EXAMEN DE LA DOCTRINE BIRANIENNE


14. — De Malebranche à Maine de Biran, la pensée philosophique a opéré une révolution totale. Ce ne sont pas les solutions qui s’opposent sur un même problème, ce sont les manières de poser le problème. Les valeurs sont distribuées de façon toute contraire, comme si les deux philosophes étaient destinés à vivre aux antipodes l’un de l’autre, ou plus exactement comme si l’esprit de Maine de Biran était incapable de rien apercevoir de distinct et de certain sinon dans les conditions mêmes où pour un esprit tel que Malebranche c’est la nuit complète. Selon Malebranche, le point de départ nécessaire à toute réflexion, c’est la distinction cartésienne entre l’idée claire de la substance pensante et l’idée claire de la substance étendue. L’union de l’âme et du corps, qui sont hétérogènes de leur nature, est le mystère par excellence, dont le secret est en Dieu seul. Un tel processus, qui dérive de la méthode cartésienne, est, suivant Biran, le renversement de l’ordre véritable : « Étant donnée, dit-il, une première causalité de fait, nous pouvons en chercher la raison ou l’explication dans la relation des deux substances ; mais il serait contraire à toute bonne psychologie de vouloir commencer par l’absolu de la raison, pour en déduire la vérité du fait lui-même. » (Édit.

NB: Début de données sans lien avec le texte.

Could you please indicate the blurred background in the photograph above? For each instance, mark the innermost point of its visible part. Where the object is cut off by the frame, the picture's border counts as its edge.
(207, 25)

Cousin, IV, p. 351.) Et il écrit dans l’Anthropologie : « Ce n’est point la liaison des deux substances, ou celle de la force agissante et de son terme d’application immédiate, qui fait le grand mystère de l’humanité, ou le grand problème de la psychologie. Cette liaison étant une donnée primitive de la conscience ou de l’existence de l’homme, le mystère serait plutôt dans la possibilité ou la nécessité même de concevoir, ou de croire, la réalité absolue de chacun des termes séparés l’un de l’autre, problème vraiment insoluble a priori, si le fait de conscience ne servait pas d’antécédent et de preuve justificative à la croyance de l’absolu. » (N., III, 440).